CVE-2026-34070 can be fixed by bringing langchain-core to at least version 1.2.22
CVE-2025-68664 can be fixed by bringing langchain-core to versions n0.3.81 and 1.2.5
CVE-2025-67644 can be fixed by bringing langgraph-checkpoint-sqlite to version 3.0.1
Fundamental plumbing
For Cyera, the findings show that the biggest threat to enterprise AI data might not be as complex as people think.
“In fact, it hides in the invisible, fundamental pipeline that connects your AI to your business. This layer is vulnerable to some of the oldest tricks in the hacker’s playbook,” they said.
They also warned that LangChain “does not exist in isolation,” but rather sits “at the center of a massive dependency web that extends across the AI stack.” With hundreds of libraries wrapping, extending or depending on LangChain, it means that any vulnerabilities in the project also mean vulnerabilities in the future.

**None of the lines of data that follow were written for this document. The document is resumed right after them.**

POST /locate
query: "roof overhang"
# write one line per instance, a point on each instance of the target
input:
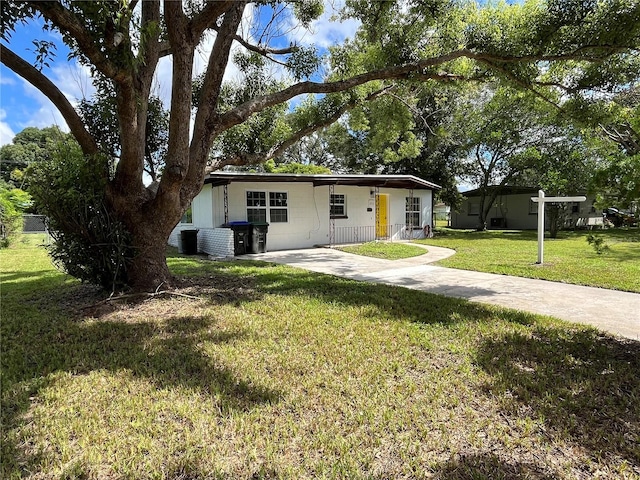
(382, 181)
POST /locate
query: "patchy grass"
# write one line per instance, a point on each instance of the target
(385, 250)
(569, 258)
(276, 372)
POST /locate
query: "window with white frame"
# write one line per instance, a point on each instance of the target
(278, 207)
(412, 211)
(338, 205)
(257, 206)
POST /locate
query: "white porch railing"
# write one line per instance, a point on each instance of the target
(370, 233)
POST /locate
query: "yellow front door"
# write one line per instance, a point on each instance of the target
(382, 216)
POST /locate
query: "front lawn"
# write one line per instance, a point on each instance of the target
(275, 372)
(569, 258)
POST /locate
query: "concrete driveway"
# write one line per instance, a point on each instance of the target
(609, 310)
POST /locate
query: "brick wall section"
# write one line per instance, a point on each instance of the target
(212, 241)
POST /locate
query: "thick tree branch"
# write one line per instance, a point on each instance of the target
(264, 51)
(180, 38)
(407, 71)
(42, 83)
(204, 124)
(276, 150)
(207, 17)
(150, 47)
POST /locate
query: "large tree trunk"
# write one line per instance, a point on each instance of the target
(149, 271)
(150, 219)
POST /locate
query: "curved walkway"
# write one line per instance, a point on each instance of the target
(609, 310)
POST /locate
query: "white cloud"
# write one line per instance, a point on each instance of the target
(325, 31)
(6, 134)
(73, 80)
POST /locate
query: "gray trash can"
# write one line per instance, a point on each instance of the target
(259, 237)
(189, 241)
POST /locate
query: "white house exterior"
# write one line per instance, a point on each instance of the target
(303, 211)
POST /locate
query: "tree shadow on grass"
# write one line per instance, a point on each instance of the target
(38, 343)
(490, 466)
(585, 385)
(392, 302)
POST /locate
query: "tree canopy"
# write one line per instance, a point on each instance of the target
(564, 45)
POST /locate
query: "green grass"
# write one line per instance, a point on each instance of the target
(385, 250)
(569, 258)
(276, 372)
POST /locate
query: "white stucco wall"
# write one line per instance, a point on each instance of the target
(308, 211)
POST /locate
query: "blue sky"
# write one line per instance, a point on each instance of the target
(21, 105)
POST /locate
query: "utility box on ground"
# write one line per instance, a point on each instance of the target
(241, 236)
(189, 242)
(259, 237)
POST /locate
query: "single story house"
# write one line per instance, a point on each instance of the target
(303, 211)
(513, 209)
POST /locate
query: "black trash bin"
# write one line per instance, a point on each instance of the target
(259, 237)
(189, 241)
(241, 234)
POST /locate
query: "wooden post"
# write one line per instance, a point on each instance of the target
(541, 200)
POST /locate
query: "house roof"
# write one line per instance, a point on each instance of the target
(387, 181)
(507, 190)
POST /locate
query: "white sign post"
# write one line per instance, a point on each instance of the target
(541, 200)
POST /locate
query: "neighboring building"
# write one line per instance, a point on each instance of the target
(308, 210)
(514, 210)
(34, 224)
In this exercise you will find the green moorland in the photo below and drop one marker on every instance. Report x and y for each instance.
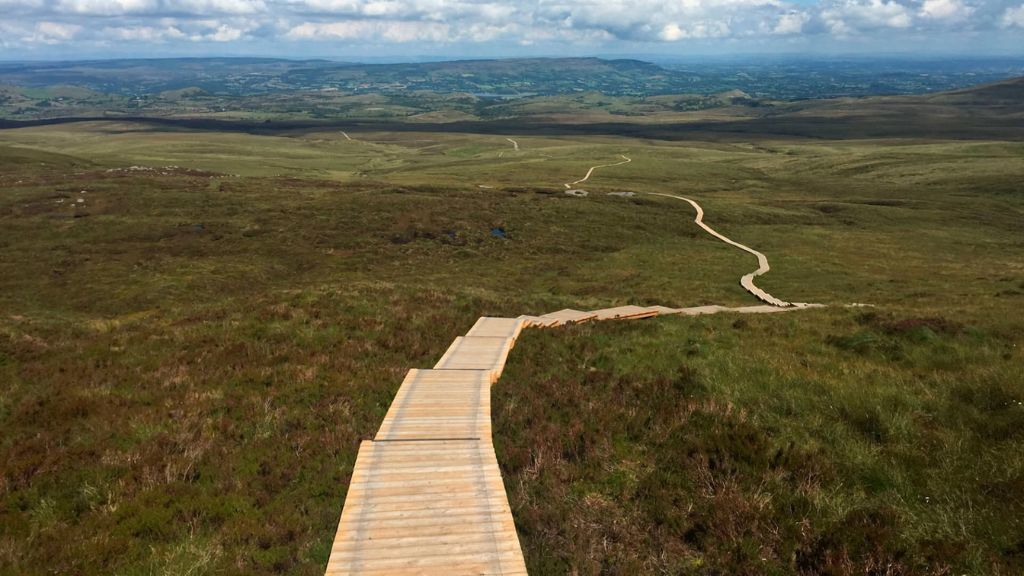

The bugs “propagate through every subsequent library, every container, every integration that inherits the vulnerable code path.”
To truly protect your environment, patching tools won’t be enough, they said. Any code that passes external or user-controlled configurations to load_prompt_from_config() or load_prompt() should be audited, and developers should not enable secrets_from_env=True when deserializing untrusted data. “The new default is False. Keep it that way,” they warned.
They also urged the community to treat the LLM results as “unreliable inputs” as different fields can be influenced by a quick injection. Finally, metadata filter keys must be validated before they can be passed to checkpoint queries.
“Never allow user-controlled strings to become dictionary keys in filtering operations.”